Painting and photography have long evoked the unspoken links between art and sex, at times when merely saying the word aloud was often considered taboo. Man Ray (another Surrealist artist) produced the photograph Le Violon d’Ingres which showed a woman’s back with the holes from a stringed instrument, suggesting that it was something with which to play, as well as appreciate. In painting, the nude was often elevated to classical status and thereby exalted to more than mere titillation. The most sexual of artists though, Picasso, produced Les Demoiselles d’Avignon in 1907, in which the subjects stare out in an almost confrontational manner, asserting their nudity and sexual prowess.
By the turn of the 21st century, desire had been enjoyed within an open-minded and freethinking environment for almost fifty years. Thoughts had been expressed and theories had been tested, pushing the previously set boundaries through all tastes and judgments. In consequence, we have developed a more sophisticated approach to the suggestive expression of wanton desire. The Dutch designer Anthony Kleinepier stated: “My works have the desire to be furniture.” In 2004, he created the “Dickie” seat. Depending on how the piece is being used, it can suggest either flaccid or erect male genitalia. The wool fabric covering, however, is loose, soft, and warm to the touch rather than cold and hard, like the plastics of earlier suggestive work.
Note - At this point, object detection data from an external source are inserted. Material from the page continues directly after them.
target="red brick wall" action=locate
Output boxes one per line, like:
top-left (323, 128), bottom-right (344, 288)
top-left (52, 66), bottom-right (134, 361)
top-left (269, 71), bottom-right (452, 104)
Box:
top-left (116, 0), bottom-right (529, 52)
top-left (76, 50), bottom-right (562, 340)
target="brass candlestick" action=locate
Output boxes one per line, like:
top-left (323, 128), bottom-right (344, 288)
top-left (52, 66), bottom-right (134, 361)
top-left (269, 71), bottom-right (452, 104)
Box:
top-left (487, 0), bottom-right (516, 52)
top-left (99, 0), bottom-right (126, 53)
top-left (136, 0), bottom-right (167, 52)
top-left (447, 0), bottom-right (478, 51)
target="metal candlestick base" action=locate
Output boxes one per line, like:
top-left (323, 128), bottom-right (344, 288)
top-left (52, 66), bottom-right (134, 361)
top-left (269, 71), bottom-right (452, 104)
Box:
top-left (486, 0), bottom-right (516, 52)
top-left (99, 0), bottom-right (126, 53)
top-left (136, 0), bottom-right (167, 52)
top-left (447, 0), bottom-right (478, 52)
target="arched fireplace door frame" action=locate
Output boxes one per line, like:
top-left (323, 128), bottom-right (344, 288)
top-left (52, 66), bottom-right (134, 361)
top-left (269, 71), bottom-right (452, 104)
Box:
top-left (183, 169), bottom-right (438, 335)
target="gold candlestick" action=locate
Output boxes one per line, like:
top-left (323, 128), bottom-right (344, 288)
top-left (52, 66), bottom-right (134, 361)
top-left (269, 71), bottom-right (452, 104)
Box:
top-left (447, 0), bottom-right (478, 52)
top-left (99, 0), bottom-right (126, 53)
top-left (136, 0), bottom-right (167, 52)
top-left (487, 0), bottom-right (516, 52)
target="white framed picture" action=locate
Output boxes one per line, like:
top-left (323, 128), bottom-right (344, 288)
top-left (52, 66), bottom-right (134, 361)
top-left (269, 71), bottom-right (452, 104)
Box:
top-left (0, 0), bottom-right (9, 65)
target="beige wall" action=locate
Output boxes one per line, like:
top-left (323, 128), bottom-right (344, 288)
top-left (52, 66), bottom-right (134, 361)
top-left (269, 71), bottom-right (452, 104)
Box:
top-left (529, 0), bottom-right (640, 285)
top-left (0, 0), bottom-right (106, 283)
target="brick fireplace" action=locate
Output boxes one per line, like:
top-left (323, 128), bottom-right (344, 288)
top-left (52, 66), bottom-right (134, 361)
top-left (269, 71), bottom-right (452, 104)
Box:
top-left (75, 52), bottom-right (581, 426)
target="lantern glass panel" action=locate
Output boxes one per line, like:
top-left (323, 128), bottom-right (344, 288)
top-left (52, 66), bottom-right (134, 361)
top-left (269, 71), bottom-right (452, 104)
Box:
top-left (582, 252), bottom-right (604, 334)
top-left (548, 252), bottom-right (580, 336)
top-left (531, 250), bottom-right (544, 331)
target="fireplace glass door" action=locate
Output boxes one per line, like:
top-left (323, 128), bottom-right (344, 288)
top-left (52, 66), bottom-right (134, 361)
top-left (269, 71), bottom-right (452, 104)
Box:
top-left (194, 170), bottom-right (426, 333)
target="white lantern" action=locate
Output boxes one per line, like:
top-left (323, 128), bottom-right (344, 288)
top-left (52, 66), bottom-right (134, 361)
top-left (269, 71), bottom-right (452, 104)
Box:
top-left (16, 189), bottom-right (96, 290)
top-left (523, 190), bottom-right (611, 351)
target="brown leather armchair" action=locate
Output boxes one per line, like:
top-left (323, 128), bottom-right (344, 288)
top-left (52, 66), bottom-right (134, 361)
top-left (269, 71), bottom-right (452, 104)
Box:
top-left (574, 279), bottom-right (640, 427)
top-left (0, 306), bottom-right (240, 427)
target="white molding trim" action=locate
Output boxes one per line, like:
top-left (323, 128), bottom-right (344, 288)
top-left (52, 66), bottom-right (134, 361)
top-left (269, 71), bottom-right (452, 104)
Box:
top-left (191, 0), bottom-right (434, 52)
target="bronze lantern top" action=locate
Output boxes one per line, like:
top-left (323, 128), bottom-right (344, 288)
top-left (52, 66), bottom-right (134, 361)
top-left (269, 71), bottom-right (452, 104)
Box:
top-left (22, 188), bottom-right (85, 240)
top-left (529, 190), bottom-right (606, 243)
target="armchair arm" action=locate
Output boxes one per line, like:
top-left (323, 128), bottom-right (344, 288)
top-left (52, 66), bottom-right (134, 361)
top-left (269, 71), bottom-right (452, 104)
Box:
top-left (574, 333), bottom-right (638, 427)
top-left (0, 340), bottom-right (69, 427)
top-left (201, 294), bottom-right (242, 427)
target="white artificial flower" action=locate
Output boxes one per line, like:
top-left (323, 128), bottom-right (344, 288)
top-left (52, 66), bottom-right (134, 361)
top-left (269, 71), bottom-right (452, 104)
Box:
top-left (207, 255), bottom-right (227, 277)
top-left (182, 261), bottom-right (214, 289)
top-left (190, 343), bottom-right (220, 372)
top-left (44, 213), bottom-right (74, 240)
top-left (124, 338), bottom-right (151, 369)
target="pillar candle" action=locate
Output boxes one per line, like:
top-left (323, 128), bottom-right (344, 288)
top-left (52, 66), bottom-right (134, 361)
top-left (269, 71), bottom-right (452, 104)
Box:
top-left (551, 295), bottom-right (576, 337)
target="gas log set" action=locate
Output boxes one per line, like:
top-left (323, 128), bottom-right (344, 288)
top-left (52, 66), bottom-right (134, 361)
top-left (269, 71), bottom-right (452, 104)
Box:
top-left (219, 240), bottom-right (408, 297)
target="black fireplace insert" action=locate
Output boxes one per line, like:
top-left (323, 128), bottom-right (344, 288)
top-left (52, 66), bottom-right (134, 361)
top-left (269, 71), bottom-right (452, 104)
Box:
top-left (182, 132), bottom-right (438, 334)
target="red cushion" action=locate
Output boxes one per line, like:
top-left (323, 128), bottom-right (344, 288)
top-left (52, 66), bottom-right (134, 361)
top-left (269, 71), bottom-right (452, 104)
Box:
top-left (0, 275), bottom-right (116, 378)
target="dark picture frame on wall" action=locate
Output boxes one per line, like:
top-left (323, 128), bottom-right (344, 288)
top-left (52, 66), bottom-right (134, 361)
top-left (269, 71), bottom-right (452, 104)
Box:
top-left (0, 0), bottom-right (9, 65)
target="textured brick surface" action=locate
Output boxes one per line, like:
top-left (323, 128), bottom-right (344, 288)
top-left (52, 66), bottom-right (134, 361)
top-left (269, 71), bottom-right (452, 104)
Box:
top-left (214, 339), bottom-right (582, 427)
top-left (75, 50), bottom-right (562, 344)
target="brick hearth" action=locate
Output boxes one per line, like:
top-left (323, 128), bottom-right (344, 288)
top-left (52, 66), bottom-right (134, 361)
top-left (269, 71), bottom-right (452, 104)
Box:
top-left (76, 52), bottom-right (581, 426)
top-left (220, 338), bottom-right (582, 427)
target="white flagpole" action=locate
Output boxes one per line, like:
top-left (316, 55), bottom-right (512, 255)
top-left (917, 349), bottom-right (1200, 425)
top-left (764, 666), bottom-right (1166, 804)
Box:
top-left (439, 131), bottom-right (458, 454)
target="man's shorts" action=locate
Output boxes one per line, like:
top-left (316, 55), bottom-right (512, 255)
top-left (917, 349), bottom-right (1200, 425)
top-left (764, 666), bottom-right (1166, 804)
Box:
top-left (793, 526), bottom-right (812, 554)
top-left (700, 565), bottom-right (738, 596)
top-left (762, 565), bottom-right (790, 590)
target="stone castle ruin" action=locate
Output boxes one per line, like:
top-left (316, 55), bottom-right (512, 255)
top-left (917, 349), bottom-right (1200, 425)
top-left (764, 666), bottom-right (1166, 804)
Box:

It is through the use of carefully considered materials, that desire is best experienced. Our sense of touch becomes essential when sight is not enough or we need to understand something fully. Of all the senses touch is seldom experienced alone, yet it provides us with the most immediate and real of responses. Desire can be both demanded and expressed through the sensation of touch.
In their collection of erotic clothing, furniture and accessories, Godfrey Knight Designs create some of the key elements in enabling us to understand what it is to desire and be desired. The simple yet luxurious materials used, including gold, silver and leather, speak of a tactile longing that needs to be touched, caressed and stroked.
In a world of increasing technology, where interaction relies on the touch of a fingertip, a swipe across a screen or speaking in monosyllabic tones, design has become convenient. All our needs and desires can be found in one place and at the lightest of touches. They have become intuitive, as devices second-guess our preferences based on previous experiences. Yet desire is more than what we have already experienced. It is a longing for something yet to be explored and savoured. It is a visceral feeling that cannot be rationally explained. It is the hidden as well as the exposed.